LLaVA-NeXT
LLaVA-NeXT copied to clipboard
Some questions about the test results of LLaVA-OneVision (multi-images input)and LLaVA-Video (video input)
Hello, when I tested LLaVA-OneVision and LLaVA-Video, I found that the results of LLaVA-OneVision were unexpectedly poor. Is there anything I did not set correctly?
The prompt of LLaVA-OneVision is:
image_prompt = f"{DEFAULT_IMAGE_TOKEN} {DEFAULT_IMAGE_TOKEN} {DEFAULT_IMAGE_TOKEN} These are three consecutive video frames."
question_prompt = "Please answer the following questions related to the video. If you cannot answer the question, please answer 'Unanswerable' and briefly explain why you cannot answer. Keep your answer as short as possible."
prompt = f"{image_prompt}\n" + f"{question_prompt}\n"
The prompt of LLaVA-Video is:
time_instruciton = "Please answer the following questions related to this video. If you cannot answer the question, please answer 'Unanswerable' and briefly explain why you cannot answer. Keep your answer as short as possible."
question = DEFAULT_IMAGE_TOKEN + f"{time_instruciton}\n" + question
The whole process code of LLaVA-OneVision is:
def predict(frames_path, question):
# Step 1: Load video frames
# Load key images from local paths
images = [Image.open(path) for path in frames_path]
image_tensors = process_images(images, image_processor, model.config)
image_tensors = [_image.to(dtype=torch.float16, device=device) for _image in image_tensors]
# Step 2: Prepare the question prompt
conv_template = "qwen_1_5"
image_prompt = f"{DEFAULT_IMAGE_TOKEN} {DEFAULT_IMAGE_TOKEN} {DEFAULT_IMAGE_TOKEN} These are three consecutive video frames."
question_prompt = "Please answer the following questions related to the video. If you cannot answer the question, please answer 'Unanswerable' and briefly explain why you cannot answer. Keep your answer as short as possible."
prompt = f"{image_prompt}\n" + f"{question_prompt}\n"
question = prompt + question
conv = copy.deepcopy(conv_templates[conv_template])
conv.append_message(conv.roles[0], question)
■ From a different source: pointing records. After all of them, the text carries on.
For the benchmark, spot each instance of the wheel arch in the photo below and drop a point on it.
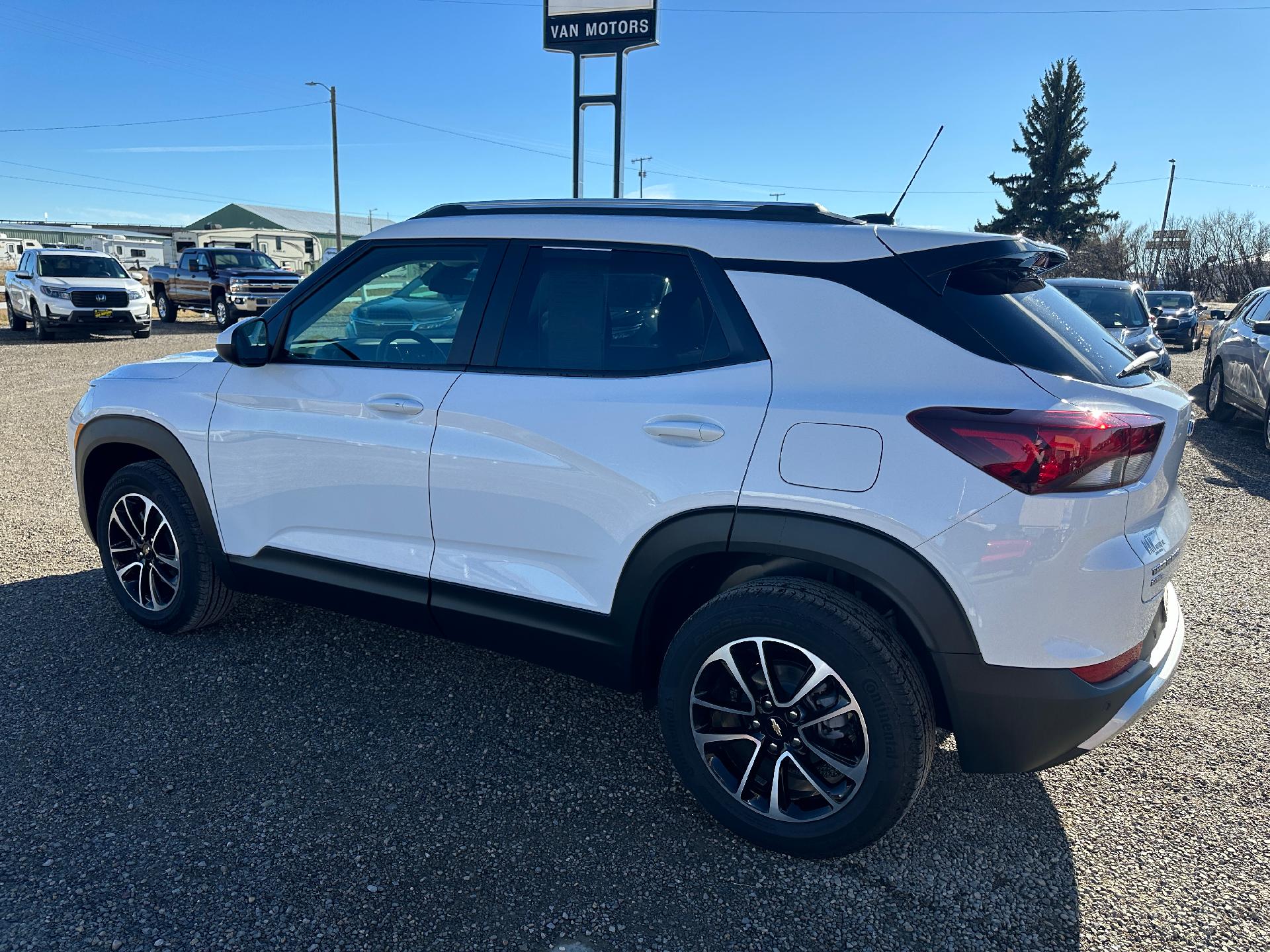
(683, 563)
(108, 444)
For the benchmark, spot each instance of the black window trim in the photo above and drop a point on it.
(278, 317)
(743, 342)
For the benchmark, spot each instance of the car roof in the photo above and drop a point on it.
(1111, 284)
(774, 231)
(70, 252)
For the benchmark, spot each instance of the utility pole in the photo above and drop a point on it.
(642, 173)
(334, 163)
(1164, 222)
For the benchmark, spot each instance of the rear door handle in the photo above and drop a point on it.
(698, 430)
(404, 407)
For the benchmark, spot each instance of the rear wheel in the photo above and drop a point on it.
(1216, 403)
(796, 716)
(155, 557)
(16, 323)
(164, 306)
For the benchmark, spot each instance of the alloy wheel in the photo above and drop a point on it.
(779, 729)
(144, 551)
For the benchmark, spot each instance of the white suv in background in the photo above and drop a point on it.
(814, 487)
(74, 290)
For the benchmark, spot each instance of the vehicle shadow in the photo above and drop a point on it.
(266, 774)
(1232, 446)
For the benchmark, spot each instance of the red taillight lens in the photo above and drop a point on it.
(1107, 670)
(1047, 451)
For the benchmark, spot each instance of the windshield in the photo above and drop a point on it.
(79, 267)
(244, 259)
(1111, 307)
(1170, 300)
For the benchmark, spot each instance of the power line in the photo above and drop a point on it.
(1017, 12)
(160, 122)
(131, 192)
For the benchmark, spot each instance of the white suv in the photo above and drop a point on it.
(816, 487)
(74, 290)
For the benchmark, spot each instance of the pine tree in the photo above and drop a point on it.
(1054, 200)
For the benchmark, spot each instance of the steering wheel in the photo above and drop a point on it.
(419, 349)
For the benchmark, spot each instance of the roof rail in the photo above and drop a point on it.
(807, 214)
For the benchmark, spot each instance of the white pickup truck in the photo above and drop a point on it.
(59, 290)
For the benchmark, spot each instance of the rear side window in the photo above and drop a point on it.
(1046, 331)
(615, 313)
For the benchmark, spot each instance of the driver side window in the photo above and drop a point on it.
(398, 306)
conv.append_message(conv.roles[1], None)
prompt_question = conv.get_prompt()
print(f"prompt_question: {prompt_question}")
input_ids = tokenizer_image_token(prompt_question, tokenizer, IMAGE_TOKEN_INDEX, return_tensors="pt").unsqueeze(0).to(device)
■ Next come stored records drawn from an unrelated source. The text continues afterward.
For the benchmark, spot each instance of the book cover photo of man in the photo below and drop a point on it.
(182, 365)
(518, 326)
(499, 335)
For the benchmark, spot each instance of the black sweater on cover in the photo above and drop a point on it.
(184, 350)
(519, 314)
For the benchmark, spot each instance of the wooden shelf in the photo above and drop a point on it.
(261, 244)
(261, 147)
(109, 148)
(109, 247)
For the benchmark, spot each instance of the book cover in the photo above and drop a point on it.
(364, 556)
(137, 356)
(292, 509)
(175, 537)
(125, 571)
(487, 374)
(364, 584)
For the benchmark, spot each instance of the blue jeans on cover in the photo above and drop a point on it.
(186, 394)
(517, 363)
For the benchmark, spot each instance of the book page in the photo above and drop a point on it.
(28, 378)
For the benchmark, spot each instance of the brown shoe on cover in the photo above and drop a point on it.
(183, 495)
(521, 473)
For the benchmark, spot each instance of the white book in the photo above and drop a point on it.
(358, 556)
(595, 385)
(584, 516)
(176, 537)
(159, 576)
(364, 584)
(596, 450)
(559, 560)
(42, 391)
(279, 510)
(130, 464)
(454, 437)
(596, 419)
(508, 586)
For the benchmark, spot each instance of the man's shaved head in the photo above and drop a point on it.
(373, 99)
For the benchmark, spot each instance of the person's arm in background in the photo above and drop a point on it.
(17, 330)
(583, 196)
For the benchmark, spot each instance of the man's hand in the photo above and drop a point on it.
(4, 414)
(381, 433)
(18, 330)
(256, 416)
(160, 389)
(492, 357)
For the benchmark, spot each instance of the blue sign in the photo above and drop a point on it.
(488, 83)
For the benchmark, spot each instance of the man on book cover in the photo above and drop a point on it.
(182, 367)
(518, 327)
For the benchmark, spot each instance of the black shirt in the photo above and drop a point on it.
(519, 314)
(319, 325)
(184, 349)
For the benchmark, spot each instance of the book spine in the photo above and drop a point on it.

image_sizes = [image.size for image in images]
# Step 3: Inference using the model
# with torch.no_grad(): # Disable gradients for inference to save memory
# Generate response
cont = model.generate(
input_ids,
images=image_tensors,
image_sizes=image_sizes,
do_sample=False,
temperature=0,
max_new_tokens=4096,
)
# Decode the output and clean up
text_outputs = tokenizer.batch_decode(cont, skip_special_tokens=True)[0].strip()
return text_outputs, prompt
Here is two test examples:
Case 1:
The input question is: "what is the game we're about to play?" The correct answer is: "sorry!"
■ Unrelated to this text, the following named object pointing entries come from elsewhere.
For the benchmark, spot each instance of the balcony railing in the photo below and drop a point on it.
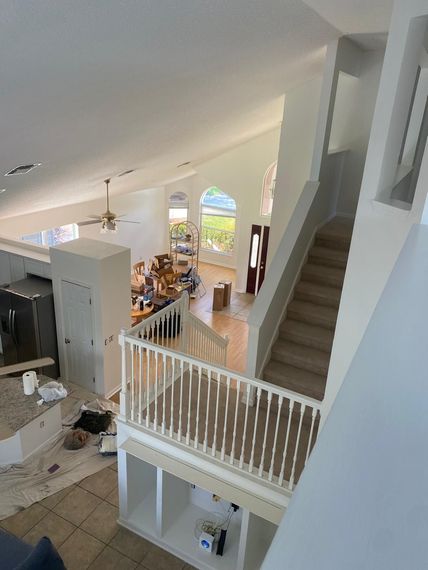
(247, 425)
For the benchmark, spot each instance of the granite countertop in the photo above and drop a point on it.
(17, 409)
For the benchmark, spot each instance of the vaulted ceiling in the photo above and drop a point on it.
(92, 89)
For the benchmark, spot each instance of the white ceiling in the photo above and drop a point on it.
(355, 16)
(91, 89)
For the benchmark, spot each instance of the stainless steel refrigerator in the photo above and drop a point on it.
(27, 323)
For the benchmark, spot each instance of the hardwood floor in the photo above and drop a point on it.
(232, 321)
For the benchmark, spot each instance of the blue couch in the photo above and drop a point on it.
(15, 554)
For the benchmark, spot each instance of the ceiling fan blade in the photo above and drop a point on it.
(88, 223)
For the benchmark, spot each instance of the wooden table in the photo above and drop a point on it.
(138, 315)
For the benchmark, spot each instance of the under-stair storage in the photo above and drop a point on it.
(168, 511)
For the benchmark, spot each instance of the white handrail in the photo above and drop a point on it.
(208, 409)
(176, 327)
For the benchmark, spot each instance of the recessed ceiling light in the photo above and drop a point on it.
(125, 172)
(22, 169)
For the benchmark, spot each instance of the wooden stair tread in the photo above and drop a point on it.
(301, 356)
(328, 256)
(306, 334)
(292, 378)
(318, 294)
(311, 313)
(323, 274)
LLaVA-OneVision input is the following three images:
LLaVA-Video input is the corresponding entire video (3-minute video from Ego4D).
Finally, the outputs of the two models are: "llava-video": "sorry", "llava-onevision": "solitaire"
Case 2:
The input question is: "which building am i approaching?" The correct answer is: "united air lines"
LLaVA-OneVision input is the following three images:
LLaVA-Video input is the corresponding entire video (3-minute video from Ego4D).
Finally, the outputs of the two models are: "llava-video": "united air lines", "llava-onevision": "unanswerable"
Logically, LLaVA-OneVision processes more tokens (729 tokens per frame) when given multi-image input compared to video input (196 tokens per frame), and videos typically contain more redundant information. However, based on the results of these two examples, the outcomes don’t align with what I initially expected. Could this be due to an issue with how I designed the prompt? If so, I’d really appreciate it if anyone could point out the problem.